Tomasz Czarnecki, COO at EconCore, says the start-up of the Fynotej production line is a significant step forward for lightweight thermoplastics honeycomb composites in the North American automotive sector.

“It is one of the latest additions to our network of licensees, which now spans Europe, Asia and North America, covering applications not only in automotive, but – depending on the evolutions, potentially also in commercial transportation, building and construction, reusable industrial packaging and more,” he states.

Czarnecki also highlights another EconCore licensee in North America, Wabash National, a producer of semi-trailer and truck bodies.

“The combination of thermoplastic honeycomb core with metal skins is another example of the versatility of the EconCore technology,” he says.

PP and beyond

EconCore has now broadened its focus to high-performance thermoplastic (HPT) honeycomb core materials and sandwich panels.

“The high speed continuous technology has been proven to be a logical fit for high-volume applications using commodity thermoplastics,” says Czarnecki. “Now we are extending its capabilities to produce honeycomb cores in engineering plastics, including modified polycarbonate, polyamide 66, polyphenylene sulphide (PPS) and others.”

EconCore has already produced and tested honeycombs in several HPTs at its recently-refurbished R&D facilities in Leuven, Belgium. It will present the latest developments in these materials at NPE2018.

HPT honeycombs will build on the intrinsic benefits of lightweight honeycomb structures, adding improved heat resistance (useful for such products as housings for electric vehicle batteries) and very good flame resistance (critical for building panels). EconCore is also working with materials modified for FST (flame, smoke, toxicity) compliance in railway and aerospace applications. It sees substantial potential in photovoltaic (PV) panels and numerous other products.

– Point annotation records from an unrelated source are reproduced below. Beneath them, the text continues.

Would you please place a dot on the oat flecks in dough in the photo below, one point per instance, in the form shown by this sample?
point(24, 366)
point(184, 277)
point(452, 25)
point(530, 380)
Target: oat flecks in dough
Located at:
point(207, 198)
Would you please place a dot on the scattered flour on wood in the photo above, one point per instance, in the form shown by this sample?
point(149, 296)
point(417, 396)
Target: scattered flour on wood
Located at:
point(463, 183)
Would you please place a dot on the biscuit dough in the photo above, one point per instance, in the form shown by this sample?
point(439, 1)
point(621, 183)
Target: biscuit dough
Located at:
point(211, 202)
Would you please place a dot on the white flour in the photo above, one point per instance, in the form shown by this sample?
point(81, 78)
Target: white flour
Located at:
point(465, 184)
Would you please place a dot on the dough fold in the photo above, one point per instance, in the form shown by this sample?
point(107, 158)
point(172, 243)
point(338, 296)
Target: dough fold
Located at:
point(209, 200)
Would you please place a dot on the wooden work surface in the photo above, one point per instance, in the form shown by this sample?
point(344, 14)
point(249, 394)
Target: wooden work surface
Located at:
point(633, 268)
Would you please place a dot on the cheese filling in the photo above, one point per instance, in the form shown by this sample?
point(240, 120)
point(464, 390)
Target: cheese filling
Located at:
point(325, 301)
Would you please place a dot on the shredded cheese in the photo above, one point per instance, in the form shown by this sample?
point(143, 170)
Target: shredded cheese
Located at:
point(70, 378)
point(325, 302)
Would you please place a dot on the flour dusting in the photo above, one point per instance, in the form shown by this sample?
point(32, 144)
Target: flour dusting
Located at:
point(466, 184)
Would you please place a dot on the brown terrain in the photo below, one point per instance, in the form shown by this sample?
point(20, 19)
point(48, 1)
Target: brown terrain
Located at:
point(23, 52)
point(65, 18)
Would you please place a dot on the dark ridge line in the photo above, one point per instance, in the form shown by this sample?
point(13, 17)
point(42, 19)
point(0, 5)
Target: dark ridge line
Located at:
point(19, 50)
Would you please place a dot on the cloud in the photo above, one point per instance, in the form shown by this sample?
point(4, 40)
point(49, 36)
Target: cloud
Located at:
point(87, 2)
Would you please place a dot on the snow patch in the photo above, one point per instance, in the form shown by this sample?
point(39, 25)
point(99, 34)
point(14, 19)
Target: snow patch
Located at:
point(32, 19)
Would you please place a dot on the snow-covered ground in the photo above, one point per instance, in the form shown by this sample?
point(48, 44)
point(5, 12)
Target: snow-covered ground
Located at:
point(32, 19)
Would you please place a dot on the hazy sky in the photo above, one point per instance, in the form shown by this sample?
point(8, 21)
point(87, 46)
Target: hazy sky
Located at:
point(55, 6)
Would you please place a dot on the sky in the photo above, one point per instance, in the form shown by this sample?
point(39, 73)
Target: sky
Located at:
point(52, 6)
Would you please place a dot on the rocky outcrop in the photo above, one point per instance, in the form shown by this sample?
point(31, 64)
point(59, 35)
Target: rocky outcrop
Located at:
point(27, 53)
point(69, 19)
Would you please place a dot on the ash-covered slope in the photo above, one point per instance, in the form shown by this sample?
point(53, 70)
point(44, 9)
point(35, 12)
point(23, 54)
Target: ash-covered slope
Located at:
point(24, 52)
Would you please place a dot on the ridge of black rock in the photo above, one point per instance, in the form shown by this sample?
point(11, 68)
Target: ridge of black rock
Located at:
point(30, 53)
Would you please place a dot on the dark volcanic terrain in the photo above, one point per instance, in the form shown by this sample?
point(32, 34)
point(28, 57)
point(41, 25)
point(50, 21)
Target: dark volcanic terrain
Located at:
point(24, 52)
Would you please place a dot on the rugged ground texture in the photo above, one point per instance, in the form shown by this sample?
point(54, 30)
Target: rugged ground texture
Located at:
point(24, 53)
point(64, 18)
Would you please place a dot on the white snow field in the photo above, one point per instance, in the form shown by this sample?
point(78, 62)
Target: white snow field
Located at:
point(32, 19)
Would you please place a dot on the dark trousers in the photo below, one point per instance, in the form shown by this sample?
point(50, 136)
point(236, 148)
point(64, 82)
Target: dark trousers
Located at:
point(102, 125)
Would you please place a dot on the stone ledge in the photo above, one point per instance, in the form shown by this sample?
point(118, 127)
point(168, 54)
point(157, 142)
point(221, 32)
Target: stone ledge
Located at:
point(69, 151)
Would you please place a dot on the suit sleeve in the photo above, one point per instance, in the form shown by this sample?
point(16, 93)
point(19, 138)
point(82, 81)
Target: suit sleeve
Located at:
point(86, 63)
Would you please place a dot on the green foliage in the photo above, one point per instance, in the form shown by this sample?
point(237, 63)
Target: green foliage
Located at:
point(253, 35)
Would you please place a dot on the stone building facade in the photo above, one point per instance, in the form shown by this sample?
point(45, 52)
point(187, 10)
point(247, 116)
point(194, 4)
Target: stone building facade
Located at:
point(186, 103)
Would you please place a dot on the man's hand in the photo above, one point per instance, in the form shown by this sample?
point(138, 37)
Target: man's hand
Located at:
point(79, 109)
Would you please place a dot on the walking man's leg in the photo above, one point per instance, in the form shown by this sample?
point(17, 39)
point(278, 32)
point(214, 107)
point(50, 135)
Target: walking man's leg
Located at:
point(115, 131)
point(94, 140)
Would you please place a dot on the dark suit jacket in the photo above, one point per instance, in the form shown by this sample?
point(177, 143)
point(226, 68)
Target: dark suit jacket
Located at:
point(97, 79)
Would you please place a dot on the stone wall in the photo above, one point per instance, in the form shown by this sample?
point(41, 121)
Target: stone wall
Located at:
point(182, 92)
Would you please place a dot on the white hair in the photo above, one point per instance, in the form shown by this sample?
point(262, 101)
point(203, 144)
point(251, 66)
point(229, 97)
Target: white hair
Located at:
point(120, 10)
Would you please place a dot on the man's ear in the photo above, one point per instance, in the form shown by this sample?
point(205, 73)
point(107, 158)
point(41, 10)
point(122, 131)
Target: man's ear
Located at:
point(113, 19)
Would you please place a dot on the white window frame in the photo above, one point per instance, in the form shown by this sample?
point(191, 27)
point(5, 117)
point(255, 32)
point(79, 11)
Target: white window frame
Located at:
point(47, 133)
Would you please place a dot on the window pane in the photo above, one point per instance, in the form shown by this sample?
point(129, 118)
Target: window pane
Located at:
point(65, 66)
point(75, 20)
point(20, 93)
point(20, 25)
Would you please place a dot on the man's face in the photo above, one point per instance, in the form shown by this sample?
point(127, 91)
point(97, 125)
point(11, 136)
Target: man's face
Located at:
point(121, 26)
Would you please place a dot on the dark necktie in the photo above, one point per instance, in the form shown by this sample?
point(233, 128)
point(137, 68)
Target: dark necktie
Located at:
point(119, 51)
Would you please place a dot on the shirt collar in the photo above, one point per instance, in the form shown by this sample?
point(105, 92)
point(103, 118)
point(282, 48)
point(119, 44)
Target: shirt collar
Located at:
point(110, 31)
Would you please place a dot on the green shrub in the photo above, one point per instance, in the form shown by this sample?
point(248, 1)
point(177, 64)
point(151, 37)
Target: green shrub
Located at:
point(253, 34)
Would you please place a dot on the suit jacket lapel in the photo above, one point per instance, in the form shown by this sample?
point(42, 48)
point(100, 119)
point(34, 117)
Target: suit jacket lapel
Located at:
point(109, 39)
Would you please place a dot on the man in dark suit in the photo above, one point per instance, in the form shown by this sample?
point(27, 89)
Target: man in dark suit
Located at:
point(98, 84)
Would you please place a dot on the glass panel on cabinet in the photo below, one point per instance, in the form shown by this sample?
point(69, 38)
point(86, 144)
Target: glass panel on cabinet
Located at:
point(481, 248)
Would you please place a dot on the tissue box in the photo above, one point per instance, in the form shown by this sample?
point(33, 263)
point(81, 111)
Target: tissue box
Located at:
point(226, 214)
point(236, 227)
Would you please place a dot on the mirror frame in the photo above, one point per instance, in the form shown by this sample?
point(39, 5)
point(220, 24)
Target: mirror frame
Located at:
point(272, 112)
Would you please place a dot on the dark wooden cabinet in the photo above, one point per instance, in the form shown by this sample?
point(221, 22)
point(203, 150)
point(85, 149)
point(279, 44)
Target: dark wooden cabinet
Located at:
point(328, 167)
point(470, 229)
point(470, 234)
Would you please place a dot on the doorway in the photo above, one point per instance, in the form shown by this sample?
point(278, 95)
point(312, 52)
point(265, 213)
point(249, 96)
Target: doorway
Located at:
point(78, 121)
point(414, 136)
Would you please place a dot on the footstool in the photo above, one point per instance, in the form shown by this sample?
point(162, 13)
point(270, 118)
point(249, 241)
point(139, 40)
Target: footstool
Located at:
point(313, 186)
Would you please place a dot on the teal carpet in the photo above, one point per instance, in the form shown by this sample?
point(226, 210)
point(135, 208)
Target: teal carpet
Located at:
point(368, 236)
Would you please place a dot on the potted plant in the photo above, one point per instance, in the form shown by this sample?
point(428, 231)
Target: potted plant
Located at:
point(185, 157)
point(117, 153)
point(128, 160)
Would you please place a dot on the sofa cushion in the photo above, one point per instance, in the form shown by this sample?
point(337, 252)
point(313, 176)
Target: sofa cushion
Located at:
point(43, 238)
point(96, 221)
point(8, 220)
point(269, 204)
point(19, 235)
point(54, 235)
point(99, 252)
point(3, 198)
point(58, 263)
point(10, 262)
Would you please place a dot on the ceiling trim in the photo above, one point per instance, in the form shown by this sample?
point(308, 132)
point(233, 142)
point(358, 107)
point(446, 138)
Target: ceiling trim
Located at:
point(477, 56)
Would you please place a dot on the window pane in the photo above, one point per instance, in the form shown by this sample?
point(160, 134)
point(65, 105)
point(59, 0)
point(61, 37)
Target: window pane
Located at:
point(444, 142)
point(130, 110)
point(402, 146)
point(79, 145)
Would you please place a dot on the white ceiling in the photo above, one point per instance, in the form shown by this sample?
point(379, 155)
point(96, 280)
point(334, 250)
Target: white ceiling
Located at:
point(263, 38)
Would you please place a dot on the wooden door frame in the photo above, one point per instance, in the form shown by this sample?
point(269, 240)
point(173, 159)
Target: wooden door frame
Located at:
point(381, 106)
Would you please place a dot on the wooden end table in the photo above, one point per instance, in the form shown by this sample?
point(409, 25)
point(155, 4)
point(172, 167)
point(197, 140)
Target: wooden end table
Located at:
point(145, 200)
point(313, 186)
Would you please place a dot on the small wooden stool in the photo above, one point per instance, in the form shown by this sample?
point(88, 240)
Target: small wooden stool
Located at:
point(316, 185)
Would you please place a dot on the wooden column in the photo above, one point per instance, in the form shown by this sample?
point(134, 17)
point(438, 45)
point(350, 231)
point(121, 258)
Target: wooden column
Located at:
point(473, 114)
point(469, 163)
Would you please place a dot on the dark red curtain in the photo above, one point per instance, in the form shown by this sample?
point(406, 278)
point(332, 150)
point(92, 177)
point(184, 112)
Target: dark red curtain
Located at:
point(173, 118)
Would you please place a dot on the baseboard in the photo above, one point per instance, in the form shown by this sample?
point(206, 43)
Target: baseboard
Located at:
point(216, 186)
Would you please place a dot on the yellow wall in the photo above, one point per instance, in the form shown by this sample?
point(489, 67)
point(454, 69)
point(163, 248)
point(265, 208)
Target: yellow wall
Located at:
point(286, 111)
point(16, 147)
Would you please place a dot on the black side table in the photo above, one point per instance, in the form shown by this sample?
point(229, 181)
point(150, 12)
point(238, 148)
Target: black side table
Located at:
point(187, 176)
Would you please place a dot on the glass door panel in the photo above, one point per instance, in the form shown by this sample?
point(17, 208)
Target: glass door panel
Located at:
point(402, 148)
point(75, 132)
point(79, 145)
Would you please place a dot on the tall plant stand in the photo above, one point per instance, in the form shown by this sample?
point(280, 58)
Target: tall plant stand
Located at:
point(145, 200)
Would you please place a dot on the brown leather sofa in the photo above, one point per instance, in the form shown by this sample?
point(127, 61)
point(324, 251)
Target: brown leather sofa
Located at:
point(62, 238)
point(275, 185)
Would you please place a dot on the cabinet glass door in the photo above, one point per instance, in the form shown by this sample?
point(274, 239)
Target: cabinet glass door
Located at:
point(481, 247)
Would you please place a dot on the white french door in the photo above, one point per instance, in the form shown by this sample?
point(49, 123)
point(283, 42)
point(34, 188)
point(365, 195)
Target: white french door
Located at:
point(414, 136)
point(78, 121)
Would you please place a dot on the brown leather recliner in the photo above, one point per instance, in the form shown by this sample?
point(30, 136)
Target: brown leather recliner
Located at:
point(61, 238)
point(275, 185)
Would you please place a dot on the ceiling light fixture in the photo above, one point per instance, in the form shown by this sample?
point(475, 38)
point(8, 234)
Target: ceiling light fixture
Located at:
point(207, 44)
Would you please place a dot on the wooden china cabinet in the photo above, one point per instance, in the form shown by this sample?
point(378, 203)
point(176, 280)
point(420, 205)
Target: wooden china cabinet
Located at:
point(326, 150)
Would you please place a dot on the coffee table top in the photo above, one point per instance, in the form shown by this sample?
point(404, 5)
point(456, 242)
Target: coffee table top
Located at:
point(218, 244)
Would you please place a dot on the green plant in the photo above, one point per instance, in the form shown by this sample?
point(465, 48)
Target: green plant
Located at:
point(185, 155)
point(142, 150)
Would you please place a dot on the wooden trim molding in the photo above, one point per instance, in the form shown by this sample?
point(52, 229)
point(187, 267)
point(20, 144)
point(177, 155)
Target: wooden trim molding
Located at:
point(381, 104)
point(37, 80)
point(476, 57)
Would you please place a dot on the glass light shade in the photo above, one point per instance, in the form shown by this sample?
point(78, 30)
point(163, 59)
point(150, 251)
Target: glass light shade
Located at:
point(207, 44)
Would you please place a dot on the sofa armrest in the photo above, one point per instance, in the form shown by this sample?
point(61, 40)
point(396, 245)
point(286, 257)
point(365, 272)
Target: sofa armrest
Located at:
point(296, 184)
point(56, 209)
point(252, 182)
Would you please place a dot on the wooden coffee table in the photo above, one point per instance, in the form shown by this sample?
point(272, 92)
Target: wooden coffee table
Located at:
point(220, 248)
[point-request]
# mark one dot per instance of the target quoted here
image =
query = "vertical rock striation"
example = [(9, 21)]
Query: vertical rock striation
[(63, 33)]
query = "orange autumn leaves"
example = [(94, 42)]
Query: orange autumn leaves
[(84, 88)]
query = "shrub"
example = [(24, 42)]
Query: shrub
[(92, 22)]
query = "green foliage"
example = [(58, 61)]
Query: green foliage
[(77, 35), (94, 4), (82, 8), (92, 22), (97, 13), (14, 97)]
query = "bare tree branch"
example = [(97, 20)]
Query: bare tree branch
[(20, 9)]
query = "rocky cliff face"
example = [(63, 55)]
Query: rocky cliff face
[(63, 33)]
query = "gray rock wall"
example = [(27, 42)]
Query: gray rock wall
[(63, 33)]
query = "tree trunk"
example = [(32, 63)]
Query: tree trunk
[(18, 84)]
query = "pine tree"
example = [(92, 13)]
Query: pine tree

EconCore is readying a variant of the ThermHex technology for production of PP honeycomb cores thermally bonded between skins of PP reinforced with continuous glass fibres. These organosandwich materials are said to offer an outstanding ratio of stiffness to weight and can be converted into final parts – in-line if desired – using quick and efficient processes such as thermoforming and over-moulding. Compared with conventional composite and metal-based solutions, they are reported to offer superior lightweighting potential and important cost benefits.